To facilitate transition and support a wider ecosystem of medical AI libraries, this package supports importing from **two namespaces**:

```python
# 1. Primary Namespace (Recommended)
from iatro import iac
from iatro.iac import build_pack, PackReader

# 2. Compatibility Namespace
from iatro_base import iac
from iatro_base.iac import build_pack, PackReader
```

---

## Format Layout

```
[ fixed header        ] 65536 bytes  — magic "IATROC", JSON header (codec, payload_type, offsets, ...)
[ slide table         ] Arrow IPC    — slide_idx / slide_id / patient_id
[ index table         ] Arrow IPC    — caller-defined columns + offset / length / crc32
[ data segment        ] raw bytes    — concatenated payloads, indexed by the index table
```

### Key Technical Features
*   **Explicit Boundaries & Integrity**: Each record carries `offset` / `length` / `crc32`. Payload boundaries are explicit, eliminating the need to scan for framing markers.
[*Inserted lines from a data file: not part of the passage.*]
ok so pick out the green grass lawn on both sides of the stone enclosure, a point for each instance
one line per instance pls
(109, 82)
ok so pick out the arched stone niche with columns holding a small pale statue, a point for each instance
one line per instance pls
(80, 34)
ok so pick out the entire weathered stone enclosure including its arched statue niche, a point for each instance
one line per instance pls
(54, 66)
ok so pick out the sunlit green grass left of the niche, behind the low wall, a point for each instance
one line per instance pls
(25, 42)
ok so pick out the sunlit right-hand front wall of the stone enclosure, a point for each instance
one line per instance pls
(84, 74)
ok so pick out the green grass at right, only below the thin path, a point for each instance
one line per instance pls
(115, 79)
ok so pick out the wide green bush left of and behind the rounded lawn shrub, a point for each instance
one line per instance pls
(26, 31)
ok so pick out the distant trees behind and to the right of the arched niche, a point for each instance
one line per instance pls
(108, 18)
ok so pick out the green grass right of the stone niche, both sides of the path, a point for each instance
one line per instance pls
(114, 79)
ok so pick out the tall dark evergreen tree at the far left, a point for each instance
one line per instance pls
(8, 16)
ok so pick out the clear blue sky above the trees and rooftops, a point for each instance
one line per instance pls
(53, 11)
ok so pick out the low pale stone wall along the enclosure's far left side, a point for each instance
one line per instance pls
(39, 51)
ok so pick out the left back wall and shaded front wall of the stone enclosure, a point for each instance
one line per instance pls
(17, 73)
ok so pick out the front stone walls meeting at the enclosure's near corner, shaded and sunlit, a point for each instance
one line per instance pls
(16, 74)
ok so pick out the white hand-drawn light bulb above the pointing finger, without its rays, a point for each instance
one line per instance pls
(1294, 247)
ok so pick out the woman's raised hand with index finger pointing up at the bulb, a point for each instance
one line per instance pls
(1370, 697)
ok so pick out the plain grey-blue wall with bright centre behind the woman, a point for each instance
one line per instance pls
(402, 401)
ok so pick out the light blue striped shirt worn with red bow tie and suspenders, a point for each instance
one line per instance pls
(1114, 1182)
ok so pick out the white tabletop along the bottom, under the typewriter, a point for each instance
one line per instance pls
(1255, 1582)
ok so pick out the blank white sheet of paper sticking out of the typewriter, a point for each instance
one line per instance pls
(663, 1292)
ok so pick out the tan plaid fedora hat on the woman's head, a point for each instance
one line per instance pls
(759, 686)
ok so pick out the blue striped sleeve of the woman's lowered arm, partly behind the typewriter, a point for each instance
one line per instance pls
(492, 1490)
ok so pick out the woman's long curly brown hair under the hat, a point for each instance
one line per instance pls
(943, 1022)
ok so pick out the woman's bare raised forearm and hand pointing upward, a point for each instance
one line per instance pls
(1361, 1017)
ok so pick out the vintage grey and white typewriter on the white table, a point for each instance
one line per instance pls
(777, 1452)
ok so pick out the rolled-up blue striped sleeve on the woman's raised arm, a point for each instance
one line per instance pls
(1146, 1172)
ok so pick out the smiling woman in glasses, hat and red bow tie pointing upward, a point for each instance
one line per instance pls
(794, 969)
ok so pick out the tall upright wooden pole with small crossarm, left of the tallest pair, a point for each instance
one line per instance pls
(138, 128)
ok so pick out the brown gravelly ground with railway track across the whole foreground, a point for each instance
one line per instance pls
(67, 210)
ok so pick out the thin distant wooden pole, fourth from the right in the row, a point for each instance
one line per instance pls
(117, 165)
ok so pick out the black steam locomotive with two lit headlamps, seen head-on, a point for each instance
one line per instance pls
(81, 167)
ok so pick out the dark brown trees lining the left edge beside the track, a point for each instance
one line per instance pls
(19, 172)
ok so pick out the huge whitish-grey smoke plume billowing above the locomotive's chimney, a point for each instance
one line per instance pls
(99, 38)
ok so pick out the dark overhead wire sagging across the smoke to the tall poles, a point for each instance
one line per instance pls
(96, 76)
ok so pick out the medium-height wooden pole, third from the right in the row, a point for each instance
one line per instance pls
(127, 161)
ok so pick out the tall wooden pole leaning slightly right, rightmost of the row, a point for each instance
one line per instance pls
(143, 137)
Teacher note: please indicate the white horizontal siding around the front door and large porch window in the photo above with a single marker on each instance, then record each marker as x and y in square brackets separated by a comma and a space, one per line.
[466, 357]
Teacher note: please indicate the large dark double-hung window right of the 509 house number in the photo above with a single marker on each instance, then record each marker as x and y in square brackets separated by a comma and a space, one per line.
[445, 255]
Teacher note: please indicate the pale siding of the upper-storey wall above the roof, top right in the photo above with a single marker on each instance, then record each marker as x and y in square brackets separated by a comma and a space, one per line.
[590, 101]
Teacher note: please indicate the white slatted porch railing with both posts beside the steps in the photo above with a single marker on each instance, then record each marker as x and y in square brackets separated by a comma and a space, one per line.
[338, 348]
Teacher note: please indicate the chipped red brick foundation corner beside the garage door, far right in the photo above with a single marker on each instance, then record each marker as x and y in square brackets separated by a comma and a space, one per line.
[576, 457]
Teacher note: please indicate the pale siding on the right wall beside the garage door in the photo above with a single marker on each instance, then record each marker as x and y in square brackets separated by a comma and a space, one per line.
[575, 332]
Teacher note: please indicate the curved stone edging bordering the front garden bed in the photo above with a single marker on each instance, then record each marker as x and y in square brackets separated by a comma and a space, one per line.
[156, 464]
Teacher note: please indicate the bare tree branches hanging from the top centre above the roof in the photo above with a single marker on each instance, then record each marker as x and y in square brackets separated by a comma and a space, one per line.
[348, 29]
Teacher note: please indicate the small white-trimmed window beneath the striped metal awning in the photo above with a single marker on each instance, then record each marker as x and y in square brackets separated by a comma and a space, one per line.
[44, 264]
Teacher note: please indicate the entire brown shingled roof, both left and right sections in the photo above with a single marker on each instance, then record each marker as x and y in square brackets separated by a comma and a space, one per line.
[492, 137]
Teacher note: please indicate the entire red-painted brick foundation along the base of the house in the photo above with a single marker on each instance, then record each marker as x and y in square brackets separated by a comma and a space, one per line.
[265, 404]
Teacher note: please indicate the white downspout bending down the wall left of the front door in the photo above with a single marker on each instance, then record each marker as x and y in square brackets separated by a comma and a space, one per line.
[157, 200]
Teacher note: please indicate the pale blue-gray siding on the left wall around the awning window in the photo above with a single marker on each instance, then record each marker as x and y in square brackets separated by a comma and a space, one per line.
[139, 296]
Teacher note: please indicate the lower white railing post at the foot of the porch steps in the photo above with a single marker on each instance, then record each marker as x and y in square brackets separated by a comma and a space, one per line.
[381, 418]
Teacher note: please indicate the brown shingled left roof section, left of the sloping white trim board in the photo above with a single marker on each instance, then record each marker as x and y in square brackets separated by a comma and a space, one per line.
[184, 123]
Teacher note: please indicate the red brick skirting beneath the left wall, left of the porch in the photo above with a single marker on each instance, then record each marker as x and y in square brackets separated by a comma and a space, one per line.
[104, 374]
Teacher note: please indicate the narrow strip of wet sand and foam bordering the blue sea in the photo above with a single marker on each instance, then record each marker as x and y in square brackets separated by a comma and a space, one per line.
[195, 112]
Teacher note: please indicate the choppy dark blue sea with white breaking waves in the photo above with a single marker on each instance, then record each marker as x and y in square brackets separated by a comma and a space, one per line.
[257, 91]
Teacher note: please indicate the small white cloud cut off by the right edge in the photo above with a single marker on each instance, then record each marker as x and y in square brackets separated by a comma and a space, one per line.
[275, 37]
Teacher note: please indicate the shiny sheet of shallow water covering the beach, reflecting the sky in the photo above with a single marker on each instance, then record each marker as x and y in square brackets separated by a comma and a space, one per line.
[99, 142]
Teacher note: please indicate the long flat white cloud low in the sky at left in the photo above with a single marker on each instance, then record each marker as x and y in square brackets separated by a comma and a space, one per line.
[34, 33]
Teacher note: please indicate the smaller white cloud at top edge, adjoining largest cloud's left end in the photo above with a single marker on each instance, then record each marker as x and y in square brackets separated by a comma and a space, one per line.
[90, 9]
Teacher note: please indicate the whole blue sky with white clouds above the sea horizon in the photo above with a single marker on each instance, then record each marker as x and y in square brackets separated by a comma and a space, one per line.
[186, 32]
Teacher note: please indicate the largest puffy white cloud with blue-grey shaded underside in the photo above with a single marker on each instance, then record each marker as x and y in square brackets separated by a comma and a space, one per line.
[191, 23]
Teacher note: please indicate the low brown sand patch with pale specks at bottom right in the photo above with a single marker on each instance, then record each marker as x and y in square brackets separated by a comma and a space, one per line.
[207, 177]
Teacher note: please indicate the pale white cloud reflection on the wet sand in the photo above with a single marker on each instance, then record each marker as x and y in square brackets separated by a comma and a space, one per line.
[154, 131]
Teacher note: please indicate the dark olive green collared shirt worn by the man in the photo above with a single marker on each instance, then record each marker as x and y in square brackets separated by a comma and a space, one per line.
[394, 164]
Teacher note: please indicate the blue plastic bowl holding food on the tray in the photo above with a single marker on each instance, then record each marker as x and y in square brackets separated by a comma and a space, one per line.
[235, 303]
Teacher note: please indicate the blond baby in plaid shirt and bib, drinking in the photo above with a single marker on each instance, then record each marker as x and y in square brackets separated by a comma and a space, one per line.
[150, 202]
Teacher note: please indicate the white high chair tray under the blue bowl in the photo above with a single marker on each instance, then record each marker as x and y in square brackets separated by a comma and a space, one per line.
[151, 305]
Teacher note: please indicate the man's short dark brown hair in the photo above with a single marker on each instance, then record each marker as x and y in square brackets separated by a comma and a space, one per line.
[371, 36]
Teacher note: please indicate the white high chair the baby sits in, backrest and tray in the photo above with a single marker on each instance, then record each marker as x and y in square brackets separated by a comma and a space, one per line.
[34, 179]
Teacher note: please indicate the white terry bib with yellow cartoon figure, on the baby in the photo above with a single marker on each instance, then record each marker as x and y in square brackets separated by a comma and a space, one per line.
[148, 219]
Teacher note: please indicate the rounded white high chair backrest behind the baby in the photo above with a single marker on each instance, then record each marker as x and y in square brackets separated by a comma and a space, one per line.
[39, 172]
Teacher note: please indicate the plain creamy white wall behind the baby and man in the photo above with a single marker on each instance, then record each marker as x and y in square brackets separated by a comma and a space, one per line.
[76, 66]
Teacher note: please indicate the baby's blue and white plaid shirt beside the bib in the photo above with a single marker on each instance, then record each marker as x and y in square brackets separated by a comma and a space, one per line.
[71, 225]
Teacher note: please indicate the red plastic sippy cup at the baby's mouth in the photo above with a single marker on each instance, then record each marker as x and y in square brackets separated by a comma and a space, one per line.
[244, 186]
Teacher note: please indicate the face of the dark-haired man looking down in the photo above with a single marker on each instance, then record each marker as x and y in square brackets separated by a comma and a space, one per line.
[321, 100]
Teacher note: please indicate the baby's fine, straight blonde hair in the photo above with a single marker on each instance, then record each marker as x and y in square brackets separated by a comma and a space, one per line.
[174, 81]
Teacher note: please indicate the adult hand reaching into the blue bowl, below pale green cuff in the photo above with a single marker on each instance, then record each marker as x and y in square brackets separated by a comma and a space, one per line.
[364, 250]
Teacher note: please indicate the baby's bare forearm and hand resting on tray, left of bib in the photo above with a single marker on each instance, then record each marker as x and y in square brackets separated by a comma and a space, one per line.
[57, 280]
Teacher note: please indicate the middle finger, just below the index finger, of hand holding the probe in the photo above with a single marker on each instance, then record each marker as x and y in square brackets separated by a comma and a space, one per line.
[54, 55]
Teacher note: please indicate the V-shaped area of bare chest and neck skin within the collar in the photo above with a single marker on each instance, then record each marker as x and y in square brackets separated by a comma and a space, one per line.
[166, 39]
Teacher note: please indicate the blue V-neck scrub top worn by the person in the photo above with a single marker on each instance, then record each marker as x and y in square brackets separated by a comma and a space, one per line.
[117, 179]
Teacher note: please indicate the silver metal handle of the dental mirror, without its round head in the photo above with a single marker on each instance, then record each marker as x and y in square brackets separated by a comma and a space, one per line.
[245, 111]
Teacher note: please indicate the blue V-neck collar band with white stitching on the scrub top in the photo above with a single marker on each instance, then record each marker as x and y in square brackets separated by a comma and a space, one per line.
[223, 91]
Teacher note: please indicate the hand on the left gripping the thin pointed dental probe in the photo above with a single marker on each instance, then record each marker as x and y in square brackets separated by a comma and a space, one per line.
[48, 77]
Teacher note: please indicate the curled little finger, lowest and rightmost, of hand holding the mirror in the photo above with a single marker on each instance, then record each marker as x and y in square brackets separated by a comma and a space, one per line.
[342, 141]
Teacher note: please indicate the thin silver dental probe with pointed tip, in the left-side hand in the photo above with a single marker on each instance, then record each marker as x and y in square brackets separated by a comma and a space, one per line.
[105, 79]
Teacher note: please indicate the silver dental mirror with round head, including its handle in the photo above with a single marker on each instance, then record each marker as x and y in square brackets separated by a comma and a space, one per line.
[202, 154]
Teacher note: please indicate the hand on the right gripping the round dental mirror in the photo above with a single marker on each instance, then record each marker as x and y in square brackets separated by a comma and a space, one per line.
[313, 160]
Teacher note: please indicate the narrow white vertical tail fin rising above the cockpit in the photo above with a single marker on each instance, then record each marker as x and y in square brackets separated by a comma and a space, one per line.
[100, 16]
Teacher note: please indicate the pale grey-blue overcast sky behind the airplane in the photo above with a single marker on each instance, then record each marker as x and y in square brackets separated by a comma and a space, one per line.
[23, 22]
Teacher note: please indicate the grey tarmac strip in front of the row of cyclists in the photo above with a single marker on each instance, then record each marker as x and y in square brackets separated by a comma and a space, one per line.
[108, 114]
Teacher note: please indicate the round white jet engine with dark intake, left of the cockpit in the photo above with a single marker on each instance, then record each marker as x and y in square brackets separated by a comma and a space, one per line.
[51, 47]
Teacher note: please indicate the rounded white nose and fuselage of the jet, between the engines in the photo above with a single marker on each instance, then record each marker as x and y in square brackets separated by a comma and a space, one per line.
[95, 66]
This works seamlessly for codecs without self-delimiting frames (e.g. raw Brotli).
*   **High Performance**: `PackReader` uses `mmap` to map the file into virtual memory, allowing highly concurrent, lock-free random reads across worker threads/processes.
*   **Metadata Flexibility**: `payload_type` and `codec` are free-form header fields; the low-level container does not interpret the payload bytes directly.

---

## Quick Start (Core API)

Below is an example of writing raw bytes to an `.iac` pack and reading them back:

```python
import pyarrow as pa
from iatro.iac import build_pack, PackReader

# 1. Define metadata tables
slide_table = pa.table({
    "slide_idx": pa.array([0], pa.uint8()),
    "slide_id": ["s0"], 
    "patient_id": ["p0"]
})

# Offset, length, and crc32 columns are populated automatically
index_table = pa.table({
    "item_id": ["item_a", "item_b"]
})

# 2. Build the cache file
build_pack(
    filepath="out.iac",
    header={"payload_type": "raw_bytes", "codec": "none"},
    slide_table=slide_table,
    index_table=index_table,
    payloads=[b"first_payload_data", b"second_payload_data"]
)

# 3. Read payloads concurrently
reader = PackReader("out.iac")
print(reader.read_payload(1))  # Output: b"second_payload_data"
reader.close()
```

For large-scale or streaming datasets, refer to `build_pack_streaming`, `build_pack_data_segment`, and `build_pack_data_segment_from_file`.

---

## Clinical Text Pair Adapter

`iatro-base-iac` includes domain-specific adapters such as `clinical_text_pair`. This adapter is designed to store paired datasets (e.g., raw clinical source text and compressed text for LLM distillation/training):
*   Organizes data such that one patient maps to one record.
*   Each document inside that patient record contains both `source_text` and `compressed_text` plus metadata.
*   Allows training loaders to retrieve all document pairs for a patient in a single random-access read.

```python
from iatro.iac.adapters.text_pair import (
    ClinicalTextPairDoc,
    ClinicalTextPairReader,
    PatientTextPairs,
    build_clinical_text_pair_pack,
)

patients = [
    PatientTextPairs(
        patient_id="Patient_00000001",
        institution="XJ",
        docs=[
            ClinicalTextPairDoc(
                doc_id="Patient_00000001/2024-01-01/入院记录_20240101000000",
                source="XJ/Patient_00000001/2024-01-01/入院记录_20240101000000.txt",
                source_text="原始文书正文",
                compressed_text="教师压缩正文",
                doc_type="入院记录",
                encounter="2024-01-01",
            )
        ],
    )
]
build_clinical_text_pair_pack("pairs.iac", patients)

# Read it back
reader = ClinicalTextPairReader("pairs.iac")
patient_data = reader.read_patient("Patient_00000001")
doc = patient_data.docs[0]
assert doc.source_text == "原始文书正文"
reader.close()
```

---

## Contributing & License

This project is licensed under the MIT License. Contributions and adapters (e.g., custom payload formats or codecs) are welcome.